Note the yahoo email address, no company website, poor spelling and grammar and unprofessional business language ("just honestly and trust", "Yours Faithfully,")
From: ALLEN FINANCIAL INVESTMENT [ ALLEN@ukonline.co.uk ]
Subject: LOAN OFFER AT 3% INTEREST RATE!
I am Mr. Chukuma Doller ,a representative of Allen Finance Investments,a certified loan organization that offers loan to individuals & co-operate bodies who need loan for small scale businesses,personal investments for just 3% interest rate.We give out local and international loans to people all over the world.We give out loans via online account transfer to what ever country you are in.Our organisation is not a bank and we do not require much documents but just honestly and trust.We deliver loan to our applicant within 24 hours of receiving your application form.If interested,Kindly Contact me vian email: firstname.lastname@example.org
FULL NAME,FULL CONTACT ADDRESS,OCCUPATION,HOME PHONE NUMBER, CELLPHONE NUMBER,MARITAL STATUS,SEX,BANK NAME,AGE,TOTAL INCOME, AMOUNT NEEDED AS LOAN,LOAN DURATION.
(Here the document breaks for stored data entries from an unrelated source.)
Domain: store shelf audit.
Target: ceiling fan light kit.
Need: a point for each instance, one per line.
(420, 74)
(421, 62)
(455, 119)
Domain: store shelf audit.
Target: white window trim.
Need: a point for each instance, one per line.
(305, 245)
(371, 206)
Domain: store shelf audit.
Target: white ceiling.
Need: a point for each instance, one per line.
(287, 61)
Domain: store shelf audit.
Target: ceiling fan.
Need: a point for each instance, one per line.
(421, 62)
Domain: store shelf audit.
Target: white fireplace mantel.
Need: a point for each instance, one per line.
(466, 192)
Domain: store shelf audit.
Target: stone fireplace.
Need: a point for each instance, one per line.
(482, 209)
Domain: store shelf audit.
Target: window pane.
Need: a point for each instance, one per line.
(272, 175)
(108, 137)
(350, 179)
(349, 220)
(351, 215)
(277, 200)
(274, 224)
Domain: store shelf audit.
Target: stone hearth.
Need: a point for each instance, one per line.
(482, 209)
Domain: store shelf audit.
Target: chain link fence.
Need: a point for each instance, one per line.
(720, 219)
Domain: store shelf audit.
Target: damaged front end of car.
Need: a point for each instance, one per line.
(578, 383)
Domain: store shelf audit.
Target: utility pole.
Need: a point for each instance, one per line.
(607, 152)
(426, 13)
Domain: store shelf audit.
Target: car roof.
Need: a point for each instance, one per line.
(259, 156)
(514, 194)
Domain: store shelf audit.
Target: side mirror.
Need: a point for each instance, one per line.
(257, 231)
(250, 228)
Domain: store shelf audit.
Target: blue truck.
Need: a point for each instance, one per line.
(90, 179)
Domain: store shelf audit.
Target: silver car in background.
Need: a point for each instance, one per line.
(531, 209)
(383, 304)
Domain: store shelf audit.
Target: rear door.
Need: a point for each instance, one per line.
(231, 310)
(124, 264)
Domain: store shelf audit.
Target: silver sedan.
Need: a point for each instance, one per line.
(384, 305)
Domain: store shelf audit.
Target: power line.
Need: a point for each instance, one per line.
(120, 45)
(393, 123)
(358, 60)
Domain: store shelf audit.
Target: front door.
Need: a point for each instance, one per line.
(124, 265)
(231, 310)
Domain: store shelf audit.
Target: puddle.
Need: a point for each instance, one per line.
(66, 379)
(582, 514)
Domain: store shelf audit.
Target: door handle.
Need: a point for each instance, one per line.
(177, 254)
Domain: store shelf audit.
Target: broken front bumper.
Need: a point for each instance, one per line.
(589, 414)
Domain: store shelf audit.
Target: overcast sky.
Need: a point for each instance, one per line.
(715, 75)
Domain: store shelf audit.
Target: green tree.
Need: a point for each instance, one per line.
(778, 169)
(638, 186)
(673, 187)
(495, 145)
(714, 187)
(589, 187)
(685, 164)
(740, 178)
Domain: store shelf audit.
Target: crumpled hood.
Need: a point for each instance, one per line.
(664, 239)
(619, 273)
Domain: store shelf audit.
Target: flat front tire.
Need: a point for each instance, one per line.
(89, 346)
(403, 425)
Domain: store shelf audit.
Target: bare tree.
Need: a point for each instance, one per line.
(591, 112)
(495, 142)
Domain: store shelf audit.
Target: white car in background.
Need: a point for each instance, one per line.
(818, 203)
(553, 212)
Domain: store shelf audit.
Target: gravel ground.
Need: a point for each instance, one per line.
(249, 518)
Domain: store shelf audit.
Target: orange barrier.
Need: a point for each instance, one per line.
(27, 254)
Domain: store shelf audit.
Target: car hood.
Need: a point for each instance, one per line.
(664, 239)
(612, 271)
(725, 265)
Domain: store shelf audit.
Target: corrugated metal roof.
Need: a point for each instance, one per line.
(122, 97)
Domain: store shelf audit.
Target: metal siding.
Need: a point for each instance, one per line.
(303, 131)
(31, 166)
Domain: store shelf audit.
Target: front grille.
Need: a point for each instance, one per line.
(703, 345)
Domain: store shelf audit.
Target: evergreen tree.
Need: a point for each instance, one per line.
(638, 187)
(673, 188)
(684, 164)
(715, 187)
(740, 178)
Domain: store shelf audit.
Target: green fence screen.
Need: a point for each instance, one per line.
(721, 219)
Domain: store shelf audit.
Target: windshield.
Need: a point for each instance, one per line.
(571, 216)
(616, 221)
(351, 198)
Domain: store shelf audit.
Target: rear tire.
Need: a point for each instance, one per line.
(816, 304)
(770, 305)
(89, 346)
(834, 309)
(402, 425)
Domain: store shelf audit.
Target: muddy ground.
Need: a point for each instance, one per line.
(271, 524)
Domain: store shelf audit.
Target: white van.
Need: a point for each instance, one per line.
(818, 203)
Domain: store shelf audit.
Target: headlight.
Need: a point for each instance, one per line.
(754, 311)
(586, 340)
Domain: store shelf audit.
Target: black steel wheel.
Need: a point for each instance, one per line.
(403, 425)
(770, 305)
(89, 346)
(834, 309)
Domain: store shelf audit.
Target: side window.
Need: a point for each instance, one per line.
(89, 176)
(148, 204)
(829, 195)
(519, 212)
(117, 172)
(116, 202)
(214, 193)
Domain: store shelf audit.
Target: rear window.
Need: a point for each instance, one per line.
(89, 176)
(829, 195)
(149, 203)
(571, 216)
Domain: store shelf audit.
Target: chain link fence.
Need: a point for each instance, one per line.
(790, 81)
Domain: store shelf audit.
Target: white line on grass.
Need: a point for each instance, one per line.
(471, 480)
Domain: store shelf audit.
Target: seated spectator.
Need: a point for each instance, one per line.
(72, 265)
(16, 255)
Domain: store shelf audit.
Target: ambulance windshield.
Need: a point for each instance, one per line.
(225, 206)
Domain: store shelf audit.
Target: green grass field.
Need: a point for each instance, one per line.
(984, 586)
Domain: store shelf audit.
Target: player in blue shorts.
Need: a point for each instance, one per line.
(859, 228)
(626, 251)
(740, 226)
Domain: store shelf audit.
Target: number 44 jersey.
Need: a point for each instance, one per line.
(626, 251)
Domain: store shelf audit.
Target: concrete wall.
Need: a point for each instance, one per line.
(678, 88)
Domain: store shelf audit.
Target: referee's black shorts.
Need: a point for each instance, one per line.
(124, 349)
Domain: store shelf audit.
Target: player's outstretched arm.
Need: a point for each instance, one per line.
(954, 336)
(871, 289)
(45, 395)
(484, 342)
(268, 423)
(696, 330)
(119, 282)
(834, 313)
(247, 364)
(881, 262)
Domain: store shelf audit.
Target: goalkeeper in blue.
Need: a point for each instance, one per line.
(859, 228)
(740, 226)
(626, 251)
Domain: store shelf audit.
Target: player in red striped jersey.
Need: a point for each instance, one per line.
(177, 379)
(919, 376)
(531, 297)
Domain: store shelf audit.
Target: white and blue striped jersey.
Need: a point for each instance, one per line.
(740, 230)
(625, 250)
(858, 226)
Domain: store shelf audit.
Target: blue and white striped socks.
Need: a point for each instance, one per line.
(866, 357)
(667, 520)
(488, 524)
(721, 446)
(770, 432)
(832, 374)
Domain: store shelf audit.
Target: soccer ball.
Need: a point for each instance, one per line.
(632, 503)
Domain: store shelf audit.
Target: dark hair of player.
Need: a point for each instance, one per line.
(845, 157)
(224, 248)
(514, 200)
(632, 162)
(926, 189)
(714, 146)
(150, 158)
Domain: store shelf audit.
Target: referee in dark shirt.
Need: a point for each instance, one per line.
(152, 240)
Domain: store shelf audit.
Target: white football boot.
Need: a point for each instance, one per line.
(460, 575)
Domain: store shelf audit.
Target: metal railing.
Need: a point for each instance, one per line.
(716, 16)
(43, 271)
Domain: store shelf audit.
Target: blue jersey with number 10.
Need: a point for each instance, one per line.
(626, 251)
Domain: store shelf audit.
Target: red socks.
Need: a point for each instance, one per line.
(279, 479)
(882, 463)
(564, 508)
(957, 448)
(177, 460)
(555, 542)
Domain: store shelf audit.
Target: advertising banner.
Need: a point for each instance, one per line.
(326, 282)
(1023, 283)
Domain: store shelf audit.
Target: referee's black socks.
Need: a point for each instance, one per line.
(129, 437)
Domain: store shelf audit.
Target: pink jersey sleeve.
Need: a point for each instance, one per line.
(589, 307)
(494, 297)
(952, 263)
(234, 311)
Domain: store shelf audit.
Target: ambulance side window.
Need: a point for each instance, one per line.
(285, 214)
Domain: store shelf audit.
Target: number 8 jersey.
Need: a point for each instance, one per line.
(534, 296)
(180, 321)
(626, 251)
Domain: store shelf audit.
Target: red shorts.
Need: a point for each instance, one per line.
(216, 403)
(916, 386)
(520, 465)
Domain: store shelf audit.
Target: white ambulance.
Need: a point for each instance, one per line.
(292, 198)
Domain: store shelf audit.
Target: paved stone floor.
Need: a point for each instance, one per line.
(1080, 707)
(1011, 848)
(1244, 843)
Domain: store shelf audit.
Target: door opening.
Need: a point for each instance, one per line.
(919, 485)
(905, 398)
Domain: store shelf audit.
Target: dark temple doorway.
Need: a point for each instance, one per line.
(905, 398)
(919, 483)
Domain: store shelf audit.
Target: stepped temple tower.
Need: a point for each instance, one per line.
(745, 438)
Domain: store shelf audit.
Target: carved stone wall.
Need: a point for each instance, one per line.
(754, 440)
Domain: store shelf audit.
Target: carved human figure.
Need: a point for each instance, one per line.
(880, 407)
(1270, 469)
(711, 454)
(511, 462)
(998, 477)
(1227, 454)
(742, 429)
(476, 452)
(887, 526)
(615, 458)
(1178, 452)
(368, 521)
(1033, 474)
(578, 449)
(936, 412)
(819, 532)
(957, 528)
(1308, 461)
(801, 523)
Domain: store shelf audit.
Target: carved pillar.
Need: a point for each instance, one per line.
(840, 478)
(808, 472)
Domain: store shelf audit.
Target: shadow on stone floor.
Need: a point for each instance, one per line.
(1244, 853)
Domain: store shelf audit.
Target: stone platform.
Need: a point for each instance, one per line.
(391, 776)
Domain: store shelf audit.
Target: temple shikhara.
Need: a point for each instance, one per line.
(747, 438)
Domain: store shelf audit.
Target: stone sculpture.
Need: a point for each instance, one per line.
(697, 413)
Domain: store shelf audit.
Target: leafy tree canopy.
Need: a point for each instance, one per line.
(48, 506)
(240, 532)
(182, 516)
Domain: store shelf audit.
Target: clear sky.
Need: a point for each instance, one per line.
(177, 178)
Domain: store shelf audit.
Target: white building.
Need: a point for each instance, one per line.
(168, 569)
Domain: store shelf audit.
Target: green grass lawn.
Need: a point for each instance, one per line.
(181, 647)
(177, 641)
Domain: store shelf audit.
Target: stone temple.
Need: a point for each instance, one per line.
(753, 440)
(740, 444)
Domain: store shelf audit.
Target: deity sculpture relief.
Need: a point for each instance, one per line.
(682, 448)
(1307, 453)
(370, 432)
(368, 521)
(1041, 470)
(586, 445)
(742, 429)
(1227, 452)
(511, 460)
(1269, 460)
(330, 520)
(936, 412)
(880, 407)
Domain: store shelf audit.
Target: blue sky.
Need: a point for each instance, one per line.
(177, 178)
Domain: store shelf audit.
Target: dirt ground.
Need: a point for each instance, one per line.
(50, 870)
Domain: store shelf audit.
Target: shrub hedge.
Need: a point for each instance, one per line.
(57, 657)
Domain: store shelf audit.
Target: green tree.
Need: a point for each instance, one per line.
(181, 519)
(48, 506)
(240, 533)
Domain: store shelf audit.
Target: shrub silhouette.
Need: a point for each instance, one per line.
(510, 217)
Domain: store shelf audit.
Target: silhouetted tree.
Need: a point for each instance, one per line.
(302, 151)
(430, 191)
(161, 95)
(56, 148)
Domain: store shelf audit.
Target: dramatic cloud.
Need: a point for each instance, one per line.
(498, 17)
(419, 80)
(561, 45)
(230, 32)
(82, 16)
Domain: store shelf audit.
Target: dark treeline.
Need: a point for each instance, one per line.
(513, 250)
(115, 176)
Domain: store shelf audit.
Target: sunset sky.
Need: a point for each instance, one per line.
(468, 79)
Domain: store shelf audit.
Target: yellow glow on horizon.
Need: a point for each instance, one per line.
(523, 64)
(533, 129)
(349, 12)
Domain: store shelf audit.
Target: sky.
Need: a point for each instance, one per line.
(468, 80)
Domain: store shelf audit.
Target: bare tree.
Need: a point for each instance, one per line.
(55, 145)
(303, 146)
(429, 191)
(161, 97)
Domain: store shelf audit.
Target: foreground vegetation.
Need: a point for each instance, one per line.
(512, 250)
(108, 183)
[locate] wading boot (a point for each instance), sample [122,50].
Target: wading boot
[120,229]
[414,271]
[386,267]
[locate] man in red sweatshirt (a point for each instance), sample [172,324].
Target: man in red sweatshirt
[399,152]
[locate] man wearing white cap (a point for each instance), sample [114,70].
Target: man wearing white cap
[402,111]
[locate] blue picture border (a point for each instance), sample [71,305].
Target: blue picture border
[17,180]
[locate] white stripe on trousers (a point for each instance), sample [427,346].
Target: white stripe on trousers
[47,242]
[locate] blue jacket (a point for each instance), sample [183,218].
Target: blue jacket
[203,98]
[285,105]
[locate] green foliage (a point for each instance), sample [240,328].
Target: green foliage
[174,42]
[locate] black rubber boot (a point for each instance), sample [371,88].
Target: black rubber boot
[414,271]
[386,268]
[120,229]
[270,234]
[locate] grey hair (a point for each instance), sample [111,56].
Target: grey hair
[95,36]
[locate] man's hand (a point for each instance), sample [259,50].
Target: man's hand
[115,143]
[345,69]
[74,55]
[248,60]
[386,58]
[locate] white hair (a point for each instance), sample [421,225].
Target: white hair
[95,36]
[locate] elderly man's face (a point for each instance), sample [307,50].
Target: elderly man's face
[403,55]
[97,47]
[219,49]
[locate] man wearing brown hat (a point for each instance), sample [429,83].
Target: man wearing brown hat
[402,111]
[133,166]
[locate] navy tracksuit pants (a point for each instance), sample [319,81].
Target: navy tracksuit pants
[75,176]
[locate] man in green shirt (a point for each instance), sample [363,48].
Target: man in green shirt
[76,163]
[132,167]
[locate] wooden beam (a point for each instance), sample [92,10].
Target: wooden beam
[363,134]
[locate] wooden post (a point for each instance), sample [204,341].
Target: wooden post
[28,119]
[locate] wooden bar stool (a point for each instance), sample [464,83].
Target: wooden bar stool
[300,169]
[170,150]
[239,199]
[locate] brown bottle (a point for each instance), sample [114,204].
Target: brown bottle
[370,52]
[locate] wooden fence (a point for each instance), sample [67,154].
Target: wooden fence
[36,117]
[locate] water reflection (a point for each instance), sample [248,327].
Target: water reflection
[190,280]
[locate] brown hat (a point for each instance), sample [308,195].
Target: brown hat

The scammer sends you an email or letter, or you respond to an advertisement on tv, radio, newspaper, magazine or online. The ad often uses the names of large, reputable and well-recognized lenders. To respond to the advertisement, victims are directed to call a "third-party consultant" who solicits application information including social security numbers. During this telephone call, the "loan" is always approved.
The "third-party consultant" then faxes a loan package to the victim, or directs the victim to a website to enter the information. The package includes a request for bank account information.
Finally, victims must wire a required advance payment or a deposit through Western Union or Money Gram to the consultant. The victim never obtains a loan, and the scammer disappears with the application fees and down payments.